Since the stenosis geometry of some cardiovascular patients cannot be described by a vertically symmetric function throughout the stenosis, so it motivates us to study the blood flow through a vertically asymmetric stenosis. In addition, we compare the flow quantities in bothvertically symmetric and asymmetric stenoses. The vertically symmetric stenosis is explained by a vertically symmetric function such as an exponential function in bell shape and a cosine function in cosine shape. The vertically asymmetric stenosis is interpreted by a vertically asymmetric function such as the combination of two different stenosis shapes. Blood is treated as a non-Newtonian fluid which is represented in the power-law model. The finite difference scheme is used to solve governing equations for obtaining the flow quantities such as axial velocity, radial velocity, flow rate, resistance to flow, and skin friction. We investigated the way that the stenosis height, stenosis length, and non-Newtonian behavior affect the flow quantities through three various stenoses. The flow quantities in the bell shape and cosine shape of stenosis show significantly different behavior. Moreover, we found that the flow quantities in the single shape (bell shape or cosine shape) have the same behavior as the flow quantities in the combined shape in the first half part, but have a slightly different behavior in the last half part.

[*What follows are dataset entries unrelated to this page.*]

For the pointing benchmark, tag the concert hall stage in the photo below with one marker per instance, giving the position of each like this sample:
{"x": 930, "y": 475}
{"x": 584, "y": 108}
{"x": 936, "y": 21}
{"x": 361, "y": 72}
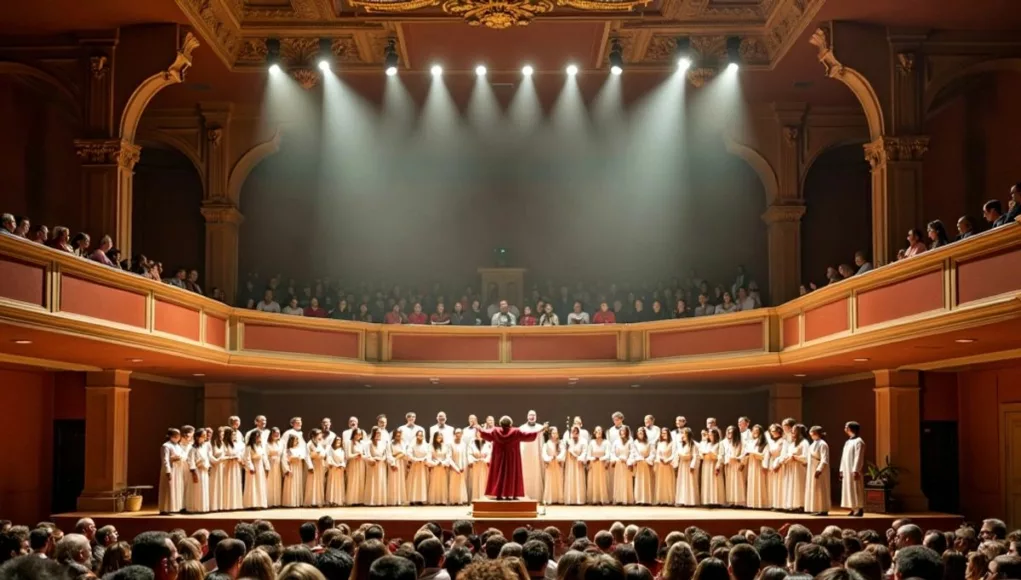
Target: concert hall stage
{"x": 402, "y": 522}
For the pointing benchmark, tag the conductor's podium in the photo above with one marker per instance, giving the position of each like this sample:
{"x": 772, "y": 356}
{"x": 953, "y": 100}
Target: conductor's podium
{"x": 504, "y": 509}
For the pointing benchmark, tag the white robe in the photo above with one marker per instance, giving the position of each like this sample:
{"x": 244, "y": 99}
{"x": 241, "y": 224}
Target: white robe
{"x": 817, "y": 489}
{"x": 531, "y": 463}
{"x": 853, "y": 462}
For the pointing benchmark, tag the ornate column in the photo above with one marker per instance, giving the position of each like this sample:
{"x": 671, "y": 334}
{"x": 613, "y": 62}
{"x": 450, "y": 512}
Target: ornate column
{"x": 898, "y": 433}
{"x": 107, "y": 174}
{"x": 896, "y": 192}
{"x": 106, "y": 423}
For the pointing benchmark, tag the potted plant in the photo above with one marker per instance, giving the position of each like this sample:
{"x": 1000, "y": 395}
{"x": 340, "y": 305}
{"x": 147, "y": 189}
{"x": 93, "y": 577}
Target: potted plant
{"x": 879, "y": 483}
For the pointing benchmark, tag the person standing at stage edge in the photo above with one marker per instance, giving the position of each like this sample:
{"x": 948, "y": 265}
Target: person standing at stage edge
{"x": 531, "y": 457}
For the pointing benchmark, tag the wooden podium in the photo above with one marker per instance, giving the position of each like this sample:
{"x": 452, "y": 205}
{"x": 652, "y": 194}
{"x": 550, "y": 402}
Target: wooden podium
{"x": 505, "y": 509}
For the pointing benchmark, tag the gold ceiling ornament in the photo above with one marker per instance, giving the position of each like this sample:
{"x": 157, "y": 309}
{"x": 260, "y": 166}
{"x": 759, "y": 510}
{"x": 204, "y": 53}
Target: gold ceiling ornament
{"x": 497, "y": 14}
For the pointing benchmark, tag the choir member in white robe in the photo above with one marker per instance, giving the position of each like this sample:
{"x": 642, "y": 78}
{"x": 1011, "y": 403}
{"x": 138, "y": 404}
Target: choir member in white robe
{"x": 714, "y": 491}
{"x": 419, "y": 454}
{"x": 293, "y": 466}
{"x": 553, "y": 455}
{"x": 574, "y": 469}
{"x": 686, "y": 458}
{"x": 275, "y": 477}
{"x": 396, "y": 458}
{"x": 256, "y": 466}
{"x": 757, "y": 468}
{"x": 171, "y": 464}
{"x": 439, "y": 468}
{"x": 197, "y": 494}
{"x": 457, "y": 492}
{"x": 735, "y": 492}
{"x": 774, "y": 478}
{"x": 480, "y": 452}
{"x": 598, "y": 455}
{"x": 355, "y": 450}
{"x": 622, "y": 463}
{"x": 817, "y": 482}
{"x": 531, "y": 457}
{"x": 315, "y": 481}
{"x": 852, "y": 474}
{"x": 335, "y": 477}
{"x": 643, "y": 452}
{"x": 376, "y": 469}
{"x": 795, "y": 462}
{"x": 234, "y": 477}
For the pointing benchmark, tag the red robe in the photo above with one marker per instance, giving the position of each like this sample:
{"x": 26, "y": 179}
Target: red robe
{"x": 505, "y": 476}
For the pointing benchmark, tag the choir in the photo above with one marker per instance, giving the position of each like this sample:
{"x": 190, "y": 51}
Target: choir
{"x": 785, "y": 467}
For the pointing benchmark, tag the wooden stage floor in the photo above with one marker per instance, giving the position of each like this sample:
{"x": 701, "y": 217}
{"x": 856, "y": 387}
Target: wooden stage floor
{"x": 402, "y": 522}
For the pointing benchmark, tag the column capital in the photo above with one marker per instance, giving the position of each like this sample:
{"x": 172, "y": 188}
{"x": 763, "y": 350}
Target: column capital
{"x": 107, "y": 152}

由于某些心血管患者的狭窄几何形状不能用贯穿狭窄的垂直对称函数来描述，因此它促使我们研究通过垂直不对称狭窄的血流。此外，我们比较了垂直对称和非对称狭窄中的流量。垂直对称狭窄由垂直对称函数解释，例如钟形指数函数和余弦形余弦函数。垂直不对称狭窄由垂直不对称函数解释，例如两种不同狭窄形状的组合。血液被视为非牛顿流体，以幂律模型表示。有限差分格式用于求解控制方程以获得轴向速度、径向速度、流速、流动阻力和皮肤摩擦。我们研究了狭窄高度、狭窄长度和非牛顿行为通过三种不同的狭窄影响流量的方式。钟形和余弦形狭窄处的流量表现出明显不同的行为。此外，我们发现单个形状（钟形或余弦形状）中的流量在前半部分与组合形状中的流量具有相同的行为，但在后半部分的行为略有不同。钟形和余弦形狭窄处的流量表现出明显不同的行为。此外，我们发现单个形状（钟形或余弦形状）中的流量在前半部分与组合形状中的流量具有相同的行为，但在后半部分的行为略有不同。钟形和余弦形狭窄处的流量表现出明显不同的行为。此外，我们发现单个形状（钟形或余弦形状）中的流量在前半部分与组合形状中的流量具有相同的行为，但在后半部分的行为略有不同。